We were interested to see what had frightened them, so we swam on around the bow to find two medium sized tuna and three or four groupers swimming around. The groupers didn't pay any attention to us, but the tuna took off. Soon we were surrounded by clouds of yellowtail, angels, and other fish. There was a fairly large grouper hanging around that the other fish didn't seem to like very well, and a couple of juvenile grouper that they didn't pay much attention to.

We swam on around the bow, and up over the side of the wreck, and then back over the top of the bow. As we came over the top of the bow, there were a lot of fish hidden in the hollow areas in the bow, and I could see the tail and part of the body of a huge moray eel. After swimming around a little bit I finally got to where I could see all of the eel, and it was BIG. Its head was peeking out of a hole in the bow, and its body wound back into the bow and around a couple of steel plates. It looked like it had found a pretty good hiding place where it could feed at will, because all of the fish tended to hang out right around where its hiding hole was. I'd guess that this eel was around 7 feet long, and 8 inches to a foot in diameter. Of course, I didn't have a tape measure, and things look bigger under water so it might not have been that big. It was still the biggest eel I have ever seen.

We swam down the deck of the freighter, and I found a scorpian fish camoflouged along the north side. I pointed at it, and even shown my light on it, but Nancy didn't see it until I went right up to it and made it move a little.

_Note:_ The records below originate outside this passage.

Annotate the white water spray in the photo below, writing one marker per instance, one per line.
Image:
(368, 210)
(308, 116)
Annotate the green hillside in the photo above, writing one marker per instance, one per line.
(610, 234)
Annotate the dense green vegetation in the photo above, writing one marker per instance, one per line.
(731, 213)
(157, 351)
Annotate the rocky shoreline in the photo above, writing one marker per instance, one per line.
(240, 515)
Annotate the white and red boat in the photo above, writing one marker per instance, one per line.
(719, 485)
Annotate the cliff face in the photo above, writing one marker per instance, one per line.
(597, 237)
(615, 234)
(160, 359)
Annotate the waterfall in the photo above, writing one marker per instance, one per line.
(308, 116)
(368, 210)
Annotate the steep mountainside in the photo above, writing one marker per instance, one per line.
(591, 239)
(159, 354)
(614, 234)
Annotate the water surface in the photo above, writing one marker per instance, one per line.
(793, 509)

Until then, she had probably been wondering what the heck was so interesting about that piece of rust and coral. Scorpian fish look a lot like stone fish that you see in French Polynesia, and they are also venomous according to Rick. When we were in Moorea, a guy from New Zealand told us that people often died after stepping on stone fish. This after we had seen a couple of them on a little stone jetty right off of the main swimming beach in about two feet of water!!

As we were swimming back to the boat, we saw another diver standing on the bottom by the wreck watching us. He was stirring up a little silt from where he was standing. I always wonder why people stand on the bottom when with a little practice they could just hover. Over time Nancy and I have both learned to do this because in Lake Travis the visability goes almost instantly to nil if you kick up silt from the bottom.

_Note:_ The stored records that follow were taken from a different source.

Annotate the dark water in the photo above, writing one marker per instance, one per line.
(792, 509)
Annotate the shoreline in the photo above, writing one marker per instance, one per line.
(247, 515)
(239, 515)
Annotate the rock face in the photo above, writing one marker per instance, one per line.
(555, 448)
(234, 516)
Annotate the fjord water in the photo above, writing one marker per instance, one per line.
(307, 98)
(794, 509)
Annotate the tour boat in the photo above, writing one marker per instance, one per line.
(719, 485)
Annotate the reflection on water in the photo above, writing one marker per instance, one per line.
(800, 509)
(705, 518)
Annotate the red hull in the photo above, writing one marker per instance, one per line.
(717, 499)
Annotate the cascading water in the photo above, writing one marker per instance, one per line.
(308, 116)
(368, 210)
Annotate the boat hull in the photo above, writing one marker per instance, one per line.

With the haze, we found our mooring line and didn't even realize it. from the bottom, you couldn't even see the sailboat up on the end of the mooring line and we swam right past it thinking that it wasn't the right one.

Fortunately there wasn't much current, so I ended up deploying my saftey sausage and we did our saftey stop under it. We ended up with about a 25 yard surface swim back to the boat. My computer showed 43' max for 47 minutes.

Once back aboard we put our dive gear out to dry on the bow of the boat and kicked back. We did a leisurely sail back to Key Largo and watched the sun go down from the ocean. We got back in at about 8:30PM and got some dinner before heading back to Boca Raton.

Thoughts on the sailboat vs traditional dive boats:

Rick and Amy charge $55 / person for four hours, or $110 / person for eight hours. Since most of the dive charters we talked to were charging around $50 / person for a two-tank dive, it is a little more expensive to charter the sailboat, but to us it was definitely worth it. If we had wanted to, we could have gotten in four dives in the eight hours we were out, and then it would have been roughly cost equivalent with doing a morning two-tank, and an afternoon two-tank. As it was, we spent a lot of time just sailing along, kicked back and talking so we spent about double for our two dives, but we had the boat all to ourselves and could go wherever we wanted to. This is a pretty cool way to dive and I'd definitely go back in the future. I think next time I might consider going out a little earlier in the morning and trying to get three or so dives during the day instead of just two. Also, I'd pick a deep site like the Duane for the first dive and then come back to the shallow sites towards the end of the day.